Olympic Medical Center CEO Eric Lewis discusses changes at the hospital that are expected to decrease wait times at the Emergency Department. (Jesse Major/Peninsula Daily News)

“We need more inpatient beds and we need different types of beds,” he said. “As we look at the next decade forward I think we want to add inpatient hospice beds.”

He said the first expansion likely will come in 2021. The first phase includes eliminating the four double rooms, giving each patient a private room.

The first expansion will be up to 72 beds.

After that, the hospital will expand up to 80 beds, he said.

Lewis said what has contributed to the increased focus on the Port Angeles campus is new rules from the Centers for Medicare and Medicaid that limits Medicare reimbursements at clinics more than 250 yards from the hospital.

He said the hospital had planned $15 million in construction for the Sequim campus, but has since reduced that to $5 million and shifted focus to the main campus in Port Angeles.

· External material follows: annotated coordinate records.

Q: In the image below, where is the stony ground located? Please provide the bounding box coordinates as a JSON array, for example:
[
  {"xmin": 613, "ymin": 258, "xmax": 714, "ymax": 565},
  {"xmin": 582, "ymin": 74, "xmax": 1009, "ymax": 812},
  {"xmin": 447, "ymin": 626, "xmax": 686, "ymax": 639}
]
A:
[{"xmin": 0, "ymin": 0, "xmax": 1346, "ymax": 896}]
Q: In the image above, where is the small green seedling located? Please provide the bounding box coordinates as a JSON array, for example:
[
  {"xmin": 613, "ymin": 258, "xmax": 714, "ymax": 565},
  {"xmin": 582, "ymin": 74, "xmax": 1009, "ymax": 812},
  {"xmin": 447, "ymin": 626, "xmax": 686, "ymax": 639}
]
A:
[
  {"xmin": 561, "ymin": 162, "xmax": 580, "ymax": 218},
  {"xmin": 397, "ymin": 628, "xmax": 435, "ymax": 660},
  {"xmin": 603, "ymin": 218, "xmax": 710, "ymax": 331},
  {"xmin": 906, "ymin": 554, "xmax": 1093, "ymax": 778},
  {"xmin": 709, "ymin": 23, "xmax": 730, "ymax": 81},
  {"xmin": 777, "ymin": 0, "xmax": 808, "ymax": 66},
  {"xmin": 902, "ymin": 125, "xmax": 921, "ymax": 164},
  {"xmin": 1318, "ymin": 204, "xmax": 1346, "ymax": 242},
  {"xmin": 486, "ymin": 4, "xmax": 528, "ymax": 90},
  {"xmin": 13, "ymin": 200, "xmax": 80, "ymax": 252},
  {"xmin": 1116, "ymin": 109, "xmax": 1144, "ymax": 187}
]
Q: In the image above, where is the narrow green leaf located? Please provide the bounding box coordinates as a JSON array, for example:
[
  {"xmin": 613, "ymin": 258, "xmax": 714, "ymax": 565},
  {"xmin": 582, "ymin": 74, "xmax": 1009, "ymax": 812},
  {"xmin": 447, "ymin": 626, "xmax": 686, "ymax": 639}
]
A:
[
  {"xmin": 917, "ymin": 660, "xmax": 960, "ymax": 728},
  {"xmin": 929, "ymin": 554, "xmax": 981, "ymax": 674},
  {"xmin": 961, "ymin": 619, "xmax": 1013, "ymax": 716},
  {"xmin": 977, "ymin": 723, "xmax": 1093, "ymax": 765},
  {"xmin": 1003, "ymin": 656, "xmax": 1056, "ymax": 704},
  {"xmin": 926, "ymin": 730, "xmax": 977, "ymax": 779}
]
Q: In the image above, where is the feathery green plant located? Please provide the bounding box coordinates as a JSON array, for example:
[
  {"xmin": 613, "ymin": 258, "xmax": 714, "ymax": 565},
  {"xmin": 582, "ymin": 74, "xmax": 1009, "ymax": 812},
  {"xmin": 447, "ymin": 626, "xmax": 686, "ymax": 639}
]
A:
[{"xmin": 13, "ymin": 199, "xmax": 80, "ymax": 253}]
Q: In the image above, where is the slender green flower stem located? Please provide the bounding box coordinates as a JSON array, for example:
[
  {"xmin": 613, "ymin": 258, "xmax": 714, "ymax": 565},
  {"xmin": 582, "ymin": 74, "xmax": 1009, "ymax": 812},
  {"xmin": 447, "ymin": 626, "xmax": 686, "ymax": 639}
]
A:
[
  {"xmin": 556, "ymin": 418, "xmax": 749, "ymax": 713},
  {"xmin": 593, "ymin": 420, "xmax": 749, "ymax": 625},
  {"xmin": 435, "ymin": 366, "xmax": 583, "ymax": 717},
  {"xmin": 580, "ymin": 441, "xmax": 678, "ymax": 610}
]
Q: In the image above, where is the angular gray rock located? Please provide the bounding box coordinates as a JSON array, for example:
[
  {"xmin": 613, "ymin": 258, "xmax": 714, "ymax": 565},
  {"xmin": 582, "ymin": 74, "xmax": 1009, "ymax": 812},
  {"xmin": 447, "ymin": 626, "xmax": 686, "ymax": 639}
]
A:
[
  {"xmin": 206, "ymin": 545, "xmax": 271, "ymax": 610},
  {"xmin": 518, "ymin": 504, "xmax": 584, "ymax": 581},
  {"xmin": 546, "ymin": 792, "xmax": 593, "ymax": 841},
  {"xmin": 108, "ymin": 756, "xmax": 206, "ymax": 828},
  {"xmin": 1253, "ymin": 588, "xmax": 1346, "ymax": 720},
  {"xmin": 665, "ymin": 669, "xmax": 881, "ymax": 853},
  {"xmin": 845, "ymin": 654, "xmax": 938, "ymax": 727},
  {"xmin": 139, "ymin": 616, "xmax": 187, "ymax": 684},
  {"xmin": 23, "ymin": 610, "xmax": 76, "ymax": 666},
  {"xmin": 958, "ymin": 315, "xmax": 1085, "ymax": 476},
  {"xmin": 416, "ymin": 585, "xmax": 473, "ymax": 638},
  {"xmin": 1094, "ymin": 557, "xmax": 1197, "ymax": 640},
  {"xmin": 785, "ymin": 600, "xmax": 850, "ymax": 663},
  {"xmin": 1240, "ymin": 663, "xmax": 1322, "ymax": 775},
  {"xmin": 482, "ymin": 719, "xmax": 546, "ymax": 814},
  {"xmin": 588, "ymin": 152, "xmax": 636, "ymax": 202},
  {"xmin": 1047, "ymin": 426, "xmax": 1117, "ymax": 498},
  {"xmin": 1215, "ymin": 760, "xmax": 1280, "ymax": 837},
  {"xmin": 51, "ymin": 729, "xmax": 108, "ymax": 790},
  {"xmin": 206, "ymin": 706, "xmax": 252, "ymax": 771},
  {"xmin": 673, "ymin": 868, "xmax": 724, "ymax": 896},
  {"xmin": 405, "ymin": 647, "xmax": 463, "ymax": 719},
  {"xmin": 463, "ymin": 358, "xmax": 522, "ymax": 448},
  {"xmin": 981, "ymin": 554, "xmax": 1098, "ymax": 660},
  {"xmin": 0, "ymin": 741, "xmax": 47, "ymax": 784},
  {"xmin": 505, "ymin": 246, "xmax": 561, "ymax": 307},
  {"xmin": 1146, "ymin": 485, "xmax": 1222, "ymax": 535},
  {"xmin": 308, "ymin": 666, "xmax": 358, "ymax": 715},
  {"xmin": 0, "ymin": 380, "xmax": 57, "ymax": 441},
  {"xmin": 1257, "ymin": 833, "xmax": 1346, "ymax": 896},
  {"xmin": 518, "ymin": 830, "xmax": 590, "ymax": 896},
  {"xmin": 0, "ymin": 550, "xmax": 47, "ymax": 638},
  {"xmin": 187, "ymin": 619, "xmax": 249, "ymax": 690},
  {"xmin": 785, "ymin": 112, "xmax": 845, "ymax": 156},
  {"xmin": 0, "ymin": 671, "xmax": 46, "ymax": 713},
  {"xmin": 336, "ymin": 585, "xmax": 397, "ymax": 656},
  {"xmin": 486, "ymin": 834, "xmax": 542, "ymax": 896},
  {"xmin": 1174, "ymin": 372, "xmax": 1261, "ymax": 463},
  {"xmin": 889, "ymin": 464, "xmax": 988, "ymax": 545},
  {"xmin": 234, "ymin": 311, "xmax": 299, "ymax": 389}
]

“If we can win our lawsuit or the law changes, we’ll pivot back to Sequim,” he said.

Lewis said Olympic Medical Center needs to increase capacity for surgical services. Currently the hospital has four operating rooms, one C-section room and two endoscopy rooms, he said.

He would like to see that increase to six operating rooms, two C-section rooms and three endoscopy rooms.

“We would need a few more surgeons and a few more gastroenterologists, but the demand is there for sure,” he said.